A Tribute to Graham Dietz
By Nicole Gillespie
Graham Dietz was an outstanding scholar in trust research. He shaped much of our thinking and his influence continues to be seen in emerging research. Graham was admired for his creative and brilliant mind and deep understanding of both trust and HRM. He was sought after as a researcher and collaborator both by scholars and organisations. Indeed, the Institute of Business Ethics commissioned Graham to write a series of practitioner-oriented reports and cases on building and repairing trust, and he was invited to research trust by the UK Chartered Institute of Personnel and Development. Graham had great flexibility as a scholar that enabled him to draw inspiration and evidence from a broad range of sources and publish in a variety of outlets from top journals in management, business ethics and HRM (e.g. Academy of Management Review, Business Ethics Quarterly, Human Resource Management) to practitioner oriented journals (e.g. Sloan Management Review) and media outlets (e.g. The Guardian, The Sunday Times). He had a particular talent and passion for conducting case-based research and was dedicated to conducting and translating research to make it relevant and accessible to managers and practitioners.
Graham was an extremely gifted educator and teacher.
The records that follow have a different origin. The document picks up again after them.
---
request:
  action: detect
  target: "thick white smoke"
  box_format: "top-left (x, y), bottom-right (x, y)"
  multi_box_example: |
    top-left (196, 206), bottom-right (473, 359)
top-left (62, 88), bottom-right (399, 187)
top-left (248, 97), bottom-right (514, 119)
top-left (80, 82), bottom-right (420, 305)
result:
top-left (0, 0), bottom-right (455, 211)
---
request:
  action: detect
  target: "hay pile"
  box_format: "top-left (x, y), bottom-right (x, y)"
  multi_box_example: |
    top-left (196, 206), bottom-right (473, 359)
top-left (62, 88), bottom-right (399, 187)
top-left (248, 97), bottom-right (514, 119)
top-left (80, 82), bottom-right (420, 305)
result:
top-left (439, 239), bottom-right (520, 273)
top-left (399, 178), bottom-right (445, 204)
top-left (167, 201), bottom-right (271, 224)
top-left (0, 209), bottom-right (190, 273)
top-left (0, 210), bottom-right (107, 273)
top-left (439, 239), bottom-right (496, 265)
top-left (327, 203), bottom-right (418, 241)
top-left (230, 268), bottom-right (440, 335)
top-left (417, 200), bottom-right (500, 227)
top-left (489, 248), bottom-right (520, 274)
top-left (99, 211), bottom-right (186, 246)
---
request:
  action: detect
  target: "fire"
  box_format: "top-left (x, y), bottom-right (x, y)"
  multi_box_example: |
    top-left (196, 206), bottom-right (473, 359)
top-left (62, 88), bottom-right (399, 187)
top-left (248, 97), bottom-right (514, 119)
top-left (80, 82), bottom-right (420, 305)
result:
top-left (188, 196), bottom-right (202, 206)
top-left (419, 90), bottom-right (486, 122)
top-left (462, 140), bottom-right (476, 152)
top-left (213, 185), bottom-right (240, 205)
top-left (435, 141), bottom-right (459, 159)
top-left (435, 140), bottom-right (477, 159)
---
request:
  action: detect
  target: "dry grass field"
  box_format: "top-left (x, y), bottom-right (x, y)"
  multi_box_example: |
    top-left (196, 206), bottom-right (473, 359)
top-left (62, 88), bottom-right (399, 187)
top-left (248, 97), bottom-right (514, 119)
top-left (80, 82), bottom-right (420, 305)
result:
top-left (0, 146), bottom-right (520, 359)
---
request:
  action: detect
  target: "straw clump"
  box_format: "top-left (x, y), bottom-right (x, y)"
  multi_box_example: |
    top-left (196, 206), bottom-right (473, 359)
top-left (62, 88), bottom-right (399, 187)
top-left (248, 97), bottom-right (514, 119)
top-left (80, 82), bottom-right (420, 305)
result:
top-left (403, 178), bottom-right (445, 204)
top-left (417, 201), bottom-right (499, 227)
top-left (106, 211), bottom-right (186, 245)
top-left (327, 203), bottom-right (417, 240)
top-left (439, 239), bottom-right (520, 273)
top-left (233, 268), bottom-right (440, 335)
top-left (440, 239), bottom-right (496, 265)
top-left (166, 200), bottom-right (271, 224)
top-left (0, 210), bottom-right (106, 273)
At Durham Business School, he was renowned for his success in building and leading the Masters in Management, making it one of the most highly ranked programmes in its class. He took great care to ensure not only that ‘his’ students received an excellent education but would also take international students under his wing ensuring they were socialised and integrated into the university and UK life. Due to Graham’s unwavering commitment to his students, many would describe their Masters’ year at Durham as one of the best of their lives. Graham took great pride in seeing his students graduate and go on to lead successful careers.
Graham’s reputation as an exceptional educator and scholar made him a highly sought after speaker and research-based trust consultant. He had a wonderful way of bringing a human touch to his teaching, imbuing it with his clever wit, deadpan humour and personal anecdotes that never failed to engage and inspire his audience. His teaching evaluations were exceptional. The list of organisations he ‘taught about trust’ is long and includes local UK organisations such as Sunderland City Council to high powered multinationals, such as UBS Bank, Lloyds Bank and most recently Barclays. He regularly received speaking invitations from influential groups such as the UK Parliament’s House of Lords and the Institute of Business Ethics. Many of us were fortunate enough to see Graham deliver one of his Teaching Trust workshops at FINT – testament to his generous spirit and genuine commitment to spread understanding of trust.
While we will always remember and admire Graham as a highly talented educator and scholar, many of us will remember Graham first and foremost as a much loved friend and colleague. Graham was principled in everything he did and had a clear sense of who he was, the values that he stood for, and what he considered right and wrong. His wonderfully caring and kind nature, his generosity of spirit, his compassion and unfailing respect for others, and his unwavering integrity and fairness in all things, made spending time with Graham simply a pleasure. I will always be indebted to Graham for the invaluable lessons he taught me just by being himself.
Work dedicated to Graham Dietz
The Routledge Companion to Trust (Eds Ros Searle, Ann-Marie Nienaber and Sim Sikin (2018). Of Graham: “A great scholar who died tragically young on 20 December 2014 with so much still to contribute. He was a strong and critical scholar, a great and impassioned teacher, a fun and enlivening presence in any gathering, and a dear and oft-missed friend.” (p. vii)
Special Issue of Organization Studies 36 (9) (Guest Eds Nicole Gillespie, Reinhard Bachmann and Richard Priem) on “Trust in Crisis: Organizational and Institutional Trust, Failures and Repair”. Of Graham Dietz, “a gifted scholar and inspiring educator who was passionate in his commitment to advancing understanding of trust in organizations” (p. 1138).
The second edition of the Handbook of Research Methods on Trust (Eds Fergus Lyon, Guido Möllering and Mark N.K. Saunders. Of Graham: “His contributions to the conceptualization and measurement of trust were outstanding and we will sorely miss his inspiring insights” (p. xxiv).
Understanding Trust in Organizations: A Multilevel Perspective (Eds Nicole Gillespie, Ashley Fulmer & Roy Lewicki). Of Graham: “a wonderful trust scholar whose research and contributions to the community continue to inform and enrich our understanding of trust.”
Li, P.P., Ferrin, D.L., Möllering, G. (2015). Editorial: Trust Research Community Misses an Outstanding Colleague and Friend: Graham Dietz (1969-2014), Journal of Trust Research 5 (1) 1-2.